I love mosaics. My favorite ones are created from broken pieces of glass, tile, ceramic – pieces that may seem useless or ugly on their own, but joined together, form something new and beautiful. My love for mosaics began in the city of Barcelona with the whimsical works of Antoni Gaudí. His style continues to influence my own. When creating visual art, I gravitate towards collage, mosaic, and paper weavings. When weaving, I find myself winding pieces of ribbon or cloth, a bird feather, or some other surprising thing through the neat rows and columns because life doesn’t happen in neat rows and columns. In mosaic-making, I keep the larger vision in mind when putting fragments together. An arrangement may not look right up close, but in the larger picture, the placement of each piece makes sense.

I have been told that my writing takes similar form- pieces of brokenness that come together to form a new vision of what is or could be; stories seemingly disconnected that weave themselves into an unexpected bigger picture.

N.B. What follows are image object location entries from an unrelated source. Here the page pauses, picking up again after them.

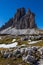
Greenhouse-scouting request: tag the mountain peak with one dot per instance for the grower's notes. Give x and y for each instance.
(21, 20)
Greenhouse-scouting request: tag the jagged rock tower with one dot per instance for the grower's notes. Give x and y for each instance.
(21, 20)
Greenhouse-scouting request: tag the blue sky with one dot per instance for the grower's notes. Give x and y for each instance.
(8, 9)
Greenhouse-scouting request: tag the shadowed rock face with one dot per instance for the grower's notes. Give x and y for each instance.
(22, 20)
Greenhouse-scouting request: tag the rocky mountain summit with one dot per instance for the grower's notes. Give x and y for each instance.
(22, 23)
(21, 20)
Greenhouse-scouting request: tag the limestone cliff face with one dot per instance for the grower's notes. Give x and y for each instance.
(21, 20)
(24, 20)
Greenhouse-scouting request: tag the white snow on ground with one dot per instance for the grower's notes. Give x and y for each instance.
(32, 42)
(8, 45)
(13, 40)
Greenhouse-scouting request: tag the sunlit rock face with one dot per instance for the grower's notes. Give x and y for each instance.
(21, 20)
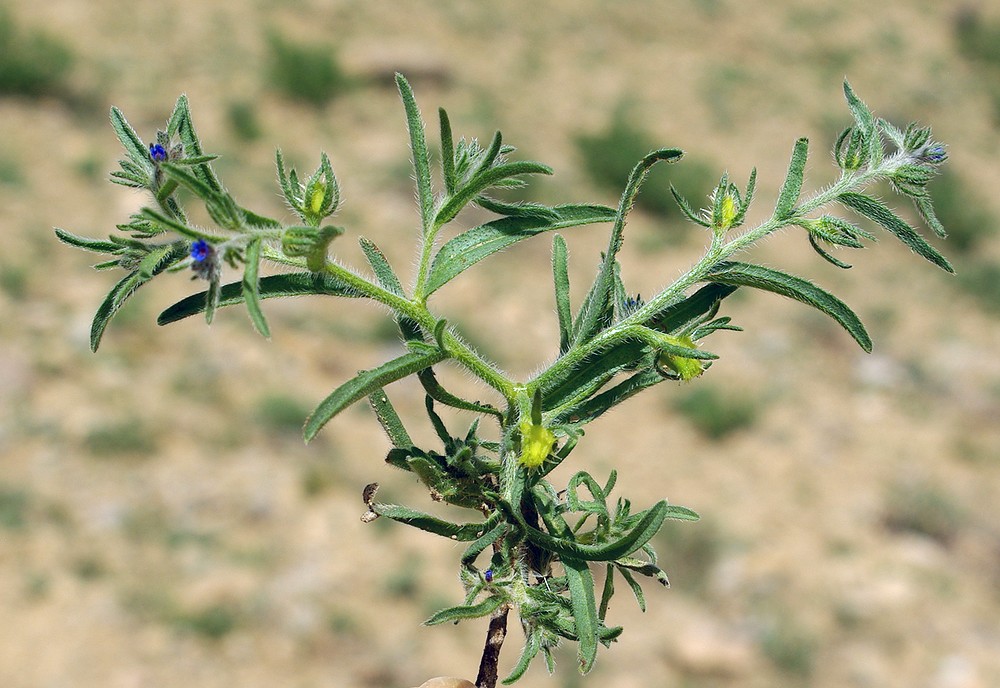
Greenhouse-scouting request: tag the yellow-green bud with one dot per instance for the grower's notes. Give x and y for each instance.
(316, 195)
(537, 442)
(685, 368)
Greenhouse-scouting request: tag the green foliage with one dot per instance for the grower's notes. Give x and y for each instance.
(311, 74)
(608, 156)
(531, 547)
(32, 63)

I have traveled to many places in the world and encountered so much brokenness: the visible and invisible wreckage caused by poverty, violence, oppression. In El Salvador I witnessed the devastation of a newly ended civil war; I was in Guatemala when that country’s civil war officially ended. In Colombia I met soldiers proud of their military training at Ft. Benning, Georgia, outside of whose gates I stood vigil for 14 years because of the brutal results of such training. In Iraqi Kurdistan I heard stories of narrow escapes during bombings and saw graphic photographs of the aftermath of a chemical attack. Most recently, in Palestine I have experienced, even through my layers of privilege, a small piece of what military occupation looks, feels, smells, sounds, and tastes like.

When I walk through these mounds of devastation, I sometimes find myself sinking into despair, looking down as I try to avoid, unsuccessfully, being cut by the shards of broken people, relationships, homes, hopes, dreams.

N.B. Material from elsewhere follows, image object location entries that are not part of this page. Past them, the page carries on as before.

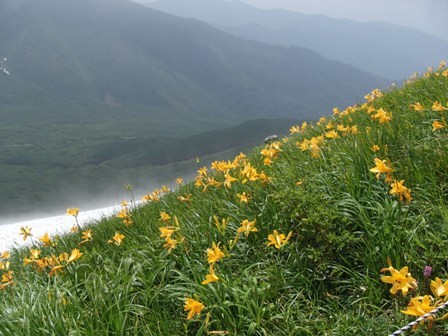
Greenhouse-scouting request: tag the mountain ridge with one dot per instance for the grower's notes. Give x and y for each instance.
(384, 49)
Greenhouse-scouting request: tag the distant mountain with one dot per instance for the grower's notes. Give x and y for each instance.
(96, 59)
(384, 49)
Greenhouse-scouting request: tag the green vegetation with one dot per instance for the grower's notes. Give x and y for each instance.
(40, 172)
(380, 48)
(344, 196)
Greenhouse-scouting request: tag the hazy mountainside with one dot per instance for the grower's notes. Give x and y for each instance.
(384, 49)
(88, 165)
(118, 57)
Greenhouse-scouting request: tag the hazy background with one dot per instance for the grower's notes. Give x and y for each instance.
(426, 15)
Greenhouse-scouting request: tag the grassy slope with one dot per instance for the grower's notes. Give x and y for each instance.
(325, 281)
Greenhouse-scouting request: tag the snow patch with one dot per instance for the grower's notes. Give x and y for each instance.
(58, 225)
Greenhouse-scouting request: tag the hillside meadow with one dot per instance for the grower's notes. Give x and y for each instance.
(338, 229)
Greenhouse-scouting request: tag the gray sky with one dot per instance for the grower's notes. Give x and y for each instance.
(427, 15)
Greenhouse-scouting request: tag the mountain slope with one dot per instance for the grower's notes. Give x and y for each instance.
(123, 59)
(384, 49)
(297, 238)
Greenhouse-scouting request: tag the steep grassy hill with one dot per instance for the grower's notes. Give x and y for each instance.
(380, 48)
(290, 240)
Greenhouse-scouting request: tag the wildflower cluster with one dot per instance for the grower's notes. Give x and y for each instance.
(420, 304)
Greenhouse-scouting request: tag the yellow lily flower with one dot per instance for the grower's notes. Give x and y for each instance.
(170, 243)
(167, 231)
(381, 168)
(164, 217)
(400, 280)
(417, 106)
(214, 254)
(436, 125)
(73, 212)
(399, 189)
(46, 240)
(247, 227)
(419, 306)
(193, 307)
(436, 106)
(278, 240)
(25, 232)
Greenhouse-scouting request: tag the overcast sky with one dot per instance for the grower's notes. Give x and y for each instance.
(427, 15)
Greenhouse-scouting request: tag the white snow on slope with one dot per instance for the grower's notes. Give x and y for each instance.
(9, 234)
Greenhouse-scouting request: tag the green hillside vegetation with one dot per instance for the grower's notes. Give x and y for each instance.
(95, 160)
(117, 96)
(380, 48)
(289, 240)
(124, 60)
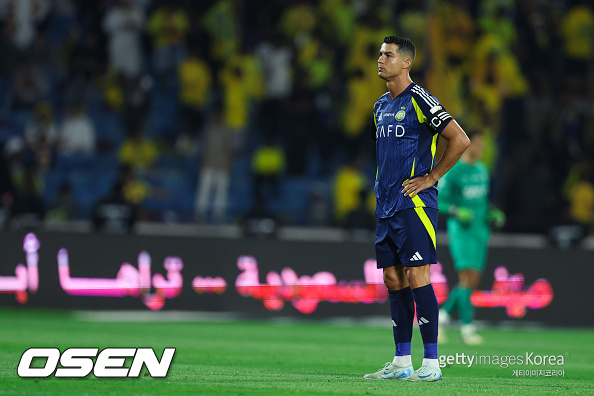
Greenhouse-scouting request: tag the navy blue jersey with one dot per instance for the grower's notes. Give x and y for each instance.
(407, 131)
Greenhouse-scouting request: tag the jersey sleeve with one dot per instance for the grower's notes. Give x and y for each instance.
(373, 127)
(429, 110)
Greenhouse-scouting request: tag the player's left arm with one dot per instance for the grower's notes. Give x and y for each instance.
(458, 142)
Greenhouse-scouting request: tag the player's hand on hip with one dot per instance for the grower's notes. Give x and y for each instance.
(414, 186)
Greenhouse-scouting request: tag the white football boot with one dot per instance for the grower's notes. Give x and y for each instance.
(426, 373)
(391, 371)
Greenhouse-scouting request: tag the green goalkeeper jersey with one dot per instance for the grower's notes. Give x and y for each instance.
(466, 186)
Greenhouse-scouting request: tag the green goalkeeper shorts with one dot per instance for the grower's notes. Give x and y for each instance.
(468, 246)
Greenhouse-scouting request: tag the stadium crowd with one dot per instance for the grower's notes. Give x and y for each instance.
(214, 111)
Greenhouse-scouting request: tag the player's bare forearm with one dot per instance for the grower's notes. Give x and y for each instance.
(458, 143)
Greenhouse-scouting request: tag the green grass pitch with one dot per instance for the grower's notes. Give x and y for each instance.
(280, 358)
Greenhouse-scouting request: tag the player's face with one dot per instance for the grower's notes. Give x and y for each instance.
(390, 63)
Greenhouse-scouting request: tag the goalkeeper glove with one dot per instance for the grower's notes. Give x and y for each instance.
(462, 214)
(496, 217)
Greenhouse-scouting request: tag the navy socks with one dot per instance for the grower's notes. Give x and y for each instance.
(402, 310)
(427, 316)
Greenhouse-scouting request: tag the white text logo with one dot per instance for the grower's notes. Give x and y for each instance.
(77, 362)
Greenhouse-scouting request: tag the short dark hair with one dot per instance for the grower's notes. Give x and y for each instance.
(405, 46)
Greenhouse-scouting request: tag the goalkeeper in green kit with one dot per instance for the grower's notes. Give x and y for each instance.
(463, 196)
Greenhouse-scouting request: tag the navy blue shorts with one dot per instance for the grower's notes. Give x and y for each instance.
(407, 238)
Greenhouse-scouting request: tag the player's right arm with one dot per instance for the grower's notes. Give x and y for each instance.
(458, 142)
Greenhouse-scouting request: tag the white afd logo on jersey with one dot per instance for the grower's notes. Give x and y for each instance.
(389, 131)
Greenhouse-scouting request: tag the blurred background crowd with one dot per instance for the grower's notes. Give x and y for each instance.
(185, 111)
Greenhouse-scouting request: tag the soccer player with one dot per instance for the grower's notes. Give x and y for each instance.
(409, 122)
(463, 196)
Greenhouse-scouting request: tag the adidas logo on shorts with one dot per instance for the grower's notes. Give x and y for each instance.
(416, 257)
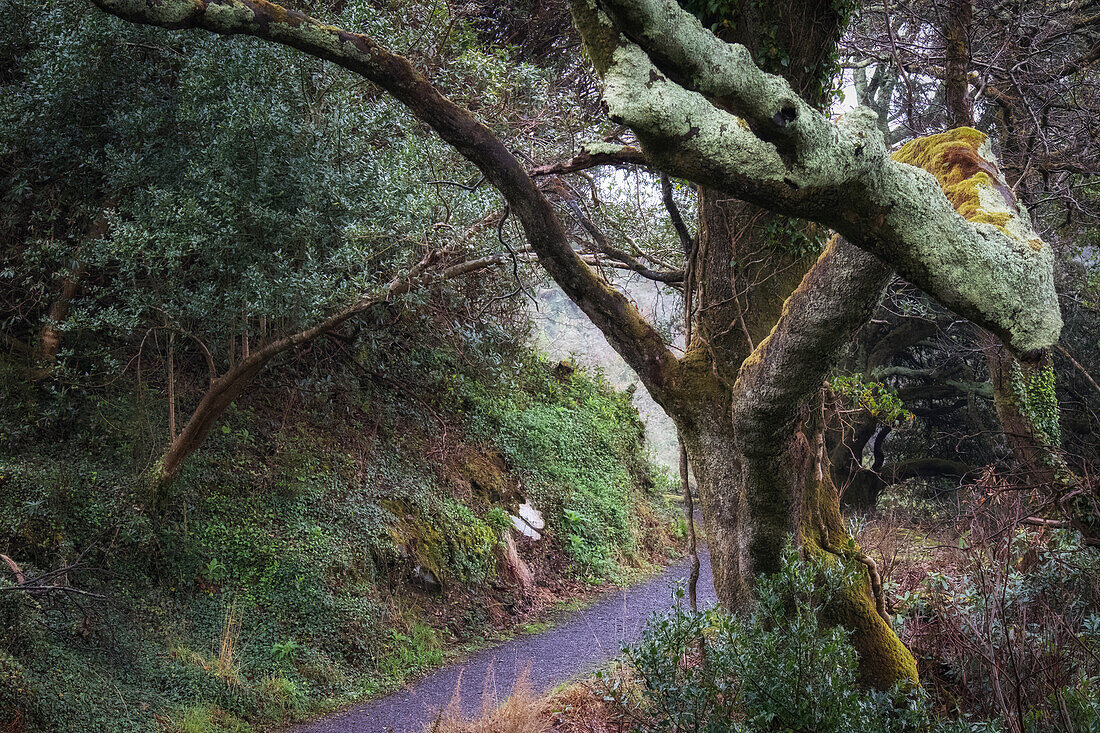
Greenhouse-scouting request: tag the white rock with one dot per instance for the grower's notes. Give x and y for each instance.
(524, 528)
(531, 515)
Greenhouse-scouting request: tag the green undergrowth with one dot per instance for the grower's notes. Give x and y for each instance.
(279, 579)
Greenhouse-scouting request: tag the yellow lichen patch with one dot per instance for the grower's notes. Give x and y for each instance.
(963, 164)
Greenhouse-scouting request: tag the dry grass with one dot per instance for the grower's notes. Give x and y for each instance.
(224, 664)
(523, 712)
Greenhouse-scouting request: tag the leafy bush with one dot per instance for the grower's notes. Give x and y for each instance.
(774, 668)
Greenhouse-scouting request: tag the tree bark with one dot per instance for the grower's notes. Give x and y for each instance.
(704, 111)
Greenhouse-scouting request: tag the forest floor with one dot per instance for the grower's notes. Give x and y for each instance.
(580, 643)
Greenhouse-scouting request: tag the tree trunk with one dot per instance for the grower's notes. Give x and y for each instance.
(755, 506)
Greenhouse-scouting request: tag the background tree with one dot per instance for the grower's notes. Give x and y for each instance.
(795, 162)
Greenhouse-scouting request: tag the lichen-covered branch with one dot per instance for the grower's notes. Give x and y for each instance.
(625, 328)
(704, 111)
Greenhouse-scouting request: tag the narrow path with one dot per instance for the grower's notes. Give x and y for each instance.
(586, 639)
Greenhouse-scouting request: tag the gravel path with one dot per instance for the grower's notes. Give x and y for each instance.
(589, 637)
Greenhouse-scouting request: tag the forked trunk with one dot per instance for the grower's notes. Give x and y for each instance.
(754, 506)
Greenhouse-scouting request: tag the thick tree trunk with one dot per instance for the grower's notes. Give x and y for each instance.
(755, 506)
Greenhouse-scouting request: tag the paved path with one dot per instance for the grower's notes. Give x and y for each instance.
(589, 638)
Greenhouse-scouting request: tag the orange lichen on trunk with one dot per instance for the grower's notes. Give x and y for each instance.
(963, 164)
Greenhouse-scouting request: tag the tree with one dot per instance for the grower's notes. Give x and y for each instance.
(705, 112)
(1027, 76)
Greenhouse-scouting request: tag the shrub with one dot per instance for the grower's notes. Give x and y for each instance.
(774, 668)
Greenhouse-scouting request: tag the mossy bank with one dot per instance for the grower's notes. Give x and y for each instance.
(332, 538)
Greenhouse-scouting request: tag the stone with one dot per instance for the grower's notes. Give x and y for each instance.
(524, 528)
(531, 516)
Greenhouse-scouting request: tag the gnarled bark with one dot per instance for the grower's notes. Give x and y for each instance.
(704, 111)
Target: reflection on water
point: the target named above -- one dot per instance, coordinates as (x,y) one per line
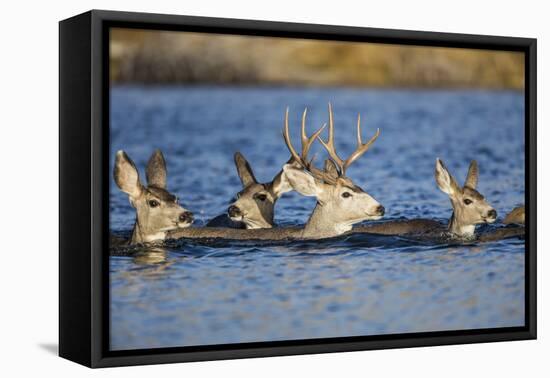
(215,292)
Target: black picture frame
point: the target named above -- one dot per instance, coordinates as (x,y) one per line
(84,187)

When I raise my eyes, I get a different picture. I see that the mounds are only a small part of a vast and magnificent topography. Everywhere I have been, I have experienced extraordinary beauty, where the shards and splinters connect and create a path to navigate through rough terrain. In places of great material poverty, I have received generous hospitality, offers of the best a family or person had to give, even if it meant they went without. In places of violence, I have been granted forgiveness for my country’s complicity in horrifying acts of inhumanity and trust in my own goodness and ability to change the world. In places of horrible oppression, I have experienced the steadfast resolve of people who will not give up their dignity, even when so many forces are working to strip it away, piece by piece or all at once. Over and over again I have witnessed broken people unite, bonded by the grouts of love and a desire for peace. The path in these places may be on uneven ground, but walking together slowly, helping the fallen to stand, helping the tired to continue, people move forward. I have had the fortune to be a part of this human mosaic-making. These relationships widen my vision and allow me to see that ultimately Hope prevails; Love wins.

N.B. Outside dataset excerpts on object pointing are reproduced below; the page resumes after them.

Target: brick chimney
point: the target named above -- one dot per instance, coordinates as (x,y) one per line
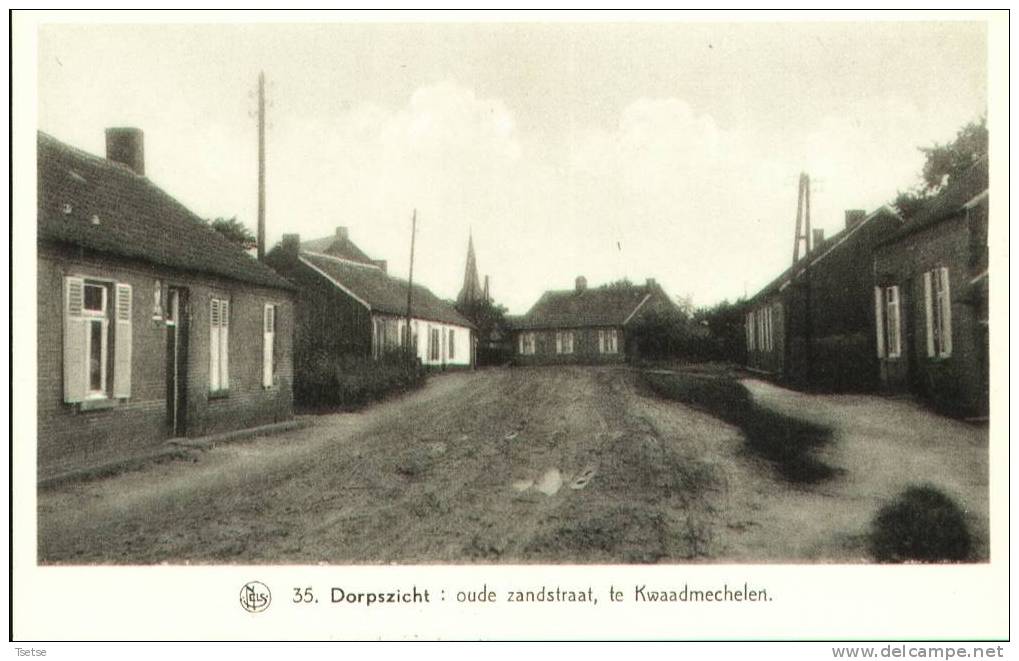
(290,244)
(854,217)
(126,146)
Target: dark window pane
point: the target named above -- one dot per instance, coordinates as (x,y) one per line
(94,297)
(96,355)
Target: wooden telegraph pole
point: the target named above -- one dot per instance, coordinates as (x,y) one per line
(410,281)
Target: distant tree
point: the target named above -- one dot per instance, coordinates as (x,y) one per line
(659,333)
(234,230)
(943,163)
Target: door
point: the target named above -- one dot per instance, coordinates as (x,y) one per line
(176,361)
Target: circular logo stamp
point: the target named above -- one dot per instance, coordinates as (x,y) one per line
(255,597)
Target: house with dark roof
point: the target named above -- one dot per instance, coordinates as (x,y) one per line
(812,326)
(930,298)
(584,325)
(349,305)
(151,325)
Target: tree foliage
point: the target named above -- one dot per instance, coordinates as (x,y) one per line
(943,162)
(235,231)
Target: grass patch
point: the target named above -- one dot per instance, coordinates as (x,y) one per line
(788,442)
(921,525)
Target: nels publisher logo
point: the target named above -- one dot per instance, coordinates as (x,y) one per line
(255,597)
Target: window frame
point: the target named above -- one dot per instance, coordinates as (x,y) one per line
(91,318)
(892,298)
(221,357)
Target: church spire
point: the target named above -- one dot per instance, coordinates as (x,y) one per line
(471,291)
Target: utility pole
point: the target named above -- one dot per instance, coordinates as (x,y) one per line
(803,235)
(261,165)
(410,280)
(802,214)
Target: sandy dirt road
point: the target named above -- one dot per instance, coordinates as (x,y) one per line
(543,464)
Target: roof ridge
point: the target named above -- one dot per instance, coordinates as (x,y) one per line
(344,260)
(99,160)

My experiences have broken me open and re-membered me so many times. I, too, am a mosaic,   ever in the process of breaking and coming together anew, sometimes with original pieces rearranged, sometimes with new pieces collected along the way. I know now to trust this process. I know that though perhaps unwelcome in the moment, being broken open is a gift; the pain of breaking will ultimately lead to a re-created me, finer than my previous form.

In this blog, I hope to explore my own and our world’s continuous and intersecting cycles of mosaic-making: of breaking and re-forming into a new whole, of creating beauty from bonding the broken pieces within and without.